Pierwszy zamachowiec wysadził się o godzinie 21.17 przy barze "Events", niedaleko bramy D. Drugi zdetonował bomby o godz. 21.20 przy restauracji "Quix", mieszczącej się przy bramie J. Ostatni, trzeci napastnik dokonał ataku samobójczego w przerwie meczu. Miało to miejsce przy restauracji McDonald's na stacji pobliskiej kolejki. Wszyscy zamachowcy zginęli.
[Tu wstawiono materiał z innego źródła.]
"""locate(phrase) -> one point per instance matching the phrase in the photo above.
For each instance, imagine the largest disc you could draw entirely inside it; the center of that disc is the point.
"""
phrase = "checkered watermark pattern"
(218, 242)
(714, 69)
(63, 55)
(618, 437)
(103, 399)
Udało im się zabić jedną osobę, natomiast 46 zostało rannych.
(...)
Prezydent Francois Hollande, który był na trybunach wraz z 80 tys. widzów, został w trakcie meczu ewakuowany, spotkanie zakończyło się wygraną Francji, a potem wszystkich widzów udało się w spokoju ewakuować.
źródło
i nawet w tej informacji coś mi nie pasuje.
Najpierw czytam, że wybuchy przed stadionem maiły wywołać panikę i ewakuację kibiców (przypominam, ze te "wybuchy" to tak naprawdę" samobójcze eksplozje - czyli śmierć przynjamniej jednego z trzech terrorystów) i to się udało, bo cyt. gdy zobaczyli uciekające tłumy, dokonali samobójczych ataków
Żeby w dalszej części informacji przeczytać, że tak naprawdę nikt nie uciekał (co jest zgodne z prawda), bo cyt. spotkanie zakończyło się wygraną Francji, a potem wszystkich widzów udało się w spokoju ewakuować.
Przecież to jest jakiś bełkot i jedno drugiemu przeczy.
Pytanie brzmi - kto tu bełkocze? Dziennikarze francuscy, czy nasi?